Brains – Make Me Smile!

Zu Brains gibt es jetzt zwei Fortsetzungen. Während eine von ihnen die Aufgaben einfach von Japan ins lustige Piratenleben verlagert, enthält „Make me Smile!“ gänzlich anders gelagerte Rätsel. Ähnlich wie bei Emoji geht es um Smileys und deren Verwandte.

Wie bei anderen Rätselspielen von Reiner Knizia beginnt alles sehr einfach, fast schon trivial. Es gilt ernst drein schauende Emojis glücklich zu machen.

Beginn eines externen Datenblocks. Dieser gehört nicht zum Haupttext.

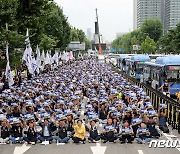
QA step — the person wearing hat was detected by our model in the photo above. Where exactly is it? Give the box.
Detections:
[23,121,38,145]
[99,104,108,124]
[158,80,170,94]
[120,121,134,144]
[136,122,151,144]
[72,119,86,144]
[88,120,101,143]
[101,118,117,143]
[147,117,160,139]
[9,120,24,144]
[39,118,54,144]
[54,119,70,143]
[0,119,10,144]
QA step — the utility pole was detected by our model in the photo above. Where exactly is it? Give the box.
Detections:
[96,8,102,55]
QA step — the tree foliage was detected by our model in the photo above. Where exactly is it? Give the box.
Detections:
[141,36,156,53]
[0,0,88,68]
[111,19,180,54]
[158,23,180,54]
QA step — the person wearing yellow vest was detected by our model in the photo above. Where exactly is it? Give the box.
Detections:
[72,120,86,144]
[176,92,180,102]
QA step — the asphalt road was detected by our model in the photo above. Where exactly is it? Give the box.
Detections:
[0,132,180,154]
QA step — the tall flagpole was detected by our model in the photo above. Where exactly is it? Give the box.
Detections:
[5,23,14,86]
[96,8,102,55]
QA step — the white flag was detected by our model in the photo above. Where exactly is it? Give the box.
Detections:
[22,29,34,75]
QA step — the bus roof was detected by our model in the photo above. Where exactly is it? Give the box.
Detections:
[131,55,151,62]
[155,55,180,65]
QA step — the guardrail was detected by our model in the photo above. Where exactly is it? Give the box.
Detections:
[113,65,180,134]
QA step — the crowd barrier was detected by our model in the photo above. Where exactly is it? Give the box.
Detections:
[113,65,180,134]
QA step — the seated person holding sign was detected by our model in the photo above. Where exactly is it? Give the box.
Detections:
[101,118,117,143]
[136,122,151,144]
[120,121,134,144]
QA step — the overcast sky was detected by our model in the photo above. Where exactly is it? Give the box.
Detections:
[54,0,133,41]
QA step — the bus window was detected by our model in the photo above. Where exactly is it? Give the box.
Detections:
[167,70,180,80]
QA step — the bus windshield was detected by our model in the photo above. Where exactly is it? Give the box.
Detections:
[167,70,180,81]
[135,64,143,74]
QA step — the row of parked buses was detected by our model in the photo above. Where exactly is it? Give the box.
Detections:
[114,54,180,96]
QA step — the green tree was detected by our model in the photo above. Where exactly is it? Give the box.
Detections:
[39,34,58,51]
[141,36,156,53]
[70,28,79,41]
[141,19,163,42]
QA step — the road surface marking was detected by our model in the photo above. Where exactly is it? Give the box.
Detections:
[138,150,144,154]
[91,143,106,154]
[162,133,180,151]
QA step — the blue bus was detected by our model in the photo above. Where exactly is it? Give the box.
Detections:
[126,55,151,80]
[117,54,131,71]
[141,55,180,96]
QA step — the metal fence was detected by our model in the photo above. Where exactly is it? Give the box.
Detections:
[114,66,180,133]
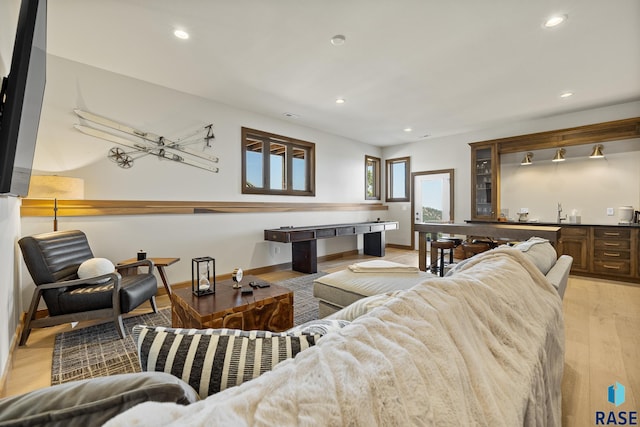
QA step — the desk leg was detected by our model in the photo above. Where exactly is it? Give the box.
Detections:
[156,264,171,297]
[291,240,318,273]
[418,232,427,271]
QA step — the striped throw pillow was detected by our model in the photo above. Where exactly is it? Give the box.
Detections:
[132,325,321,399]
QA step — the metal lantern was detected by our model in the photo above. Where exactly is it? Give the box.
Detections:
[191,256,216,297]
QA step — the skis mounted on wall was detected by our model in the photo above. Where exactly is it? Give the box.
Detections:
[73,109,218,172]
[73,125,218,172]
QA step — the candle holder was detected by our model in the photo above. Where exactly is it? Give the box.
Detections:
[191,256,216,297]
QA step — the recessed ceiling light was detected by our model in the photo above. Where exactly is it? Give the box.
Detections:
[331,34,347,46]
[544,15,568,28]
[173,30,189,40]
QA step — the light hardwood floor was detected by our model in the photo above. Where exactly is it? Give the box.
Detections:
[4,248,640,427]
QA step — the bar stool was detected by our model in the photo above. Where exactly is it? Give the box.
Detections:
[430,239,456,277]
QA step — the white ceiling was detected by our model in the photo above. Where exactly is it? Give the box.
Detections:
[47,0,640,146]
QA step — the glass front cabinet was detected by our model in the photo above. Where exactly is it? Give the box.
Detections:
[470,144,500,221]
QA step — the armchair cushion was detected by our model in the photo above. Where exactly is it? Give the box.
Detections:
[78,258,116,283]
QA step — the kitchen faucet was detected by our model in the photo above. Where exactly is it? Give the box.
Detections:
[558,203,567,224]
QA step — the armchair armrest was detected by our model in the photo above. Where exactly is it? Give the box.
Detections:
[38,272,122,290]
[116,258,153,274]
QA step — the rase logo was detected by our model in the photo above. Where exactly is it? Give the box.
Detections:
[596,381,638,426]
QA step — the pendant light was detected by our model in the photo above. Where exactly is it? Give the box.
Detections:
[520,152,533,166]
[551,148,567,162]
[589,144,604,159]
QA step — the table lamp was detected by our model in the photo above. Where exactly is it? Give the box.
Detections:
[27,175,84,231]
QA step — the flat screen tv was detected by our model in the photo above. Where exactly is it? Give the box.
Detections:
[0,0,47,196]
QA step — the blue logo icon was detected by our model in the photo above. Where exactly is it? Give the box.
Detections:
[607,381,624,406]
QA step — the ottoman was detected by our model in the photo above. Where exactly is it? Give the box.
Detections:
[313,260,435,318]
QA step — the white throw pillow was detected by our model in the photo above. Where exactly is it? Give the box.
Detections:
[78,258,116,283]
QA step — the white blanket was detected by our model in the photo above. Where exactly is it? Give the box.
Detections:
[349,260,420,274]
[108,248,564,427]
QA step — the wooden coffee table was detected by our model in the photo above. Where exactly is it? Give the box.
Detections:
[171,276,293,332]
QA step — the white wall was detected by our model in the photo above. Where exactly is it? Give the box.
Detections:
[382,102,640,245]
[500,139,640,224]
[22,56,384,308]
[0,0,22,384]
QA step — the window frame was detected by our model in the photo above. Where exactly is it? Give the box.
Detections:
[241,127,316,196]
[364,154,382,200]
[385,156,411,202]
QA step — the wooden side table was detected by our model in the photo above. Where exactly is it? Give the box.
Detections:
[171,276,293,332]
[118,258,180,297]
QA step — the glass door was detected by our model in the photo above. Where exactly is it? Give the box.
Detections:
[411,169,453,251]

Dafür müssen sie von gelben Pöppeln oder andern Smileys umgeben sein. Je nach Rätsel ist es erlaubt ein bis sechs gelbe Pöppel zu setzen. Ein paar Rätsel später kommen noch rote traurige Emojis dazu, die sich zunächst in ernst blickende Gesichter und erst im zweiten Schritt in glückliche Smileys wandeln. Insgesamt gibt es 50 Rätsel.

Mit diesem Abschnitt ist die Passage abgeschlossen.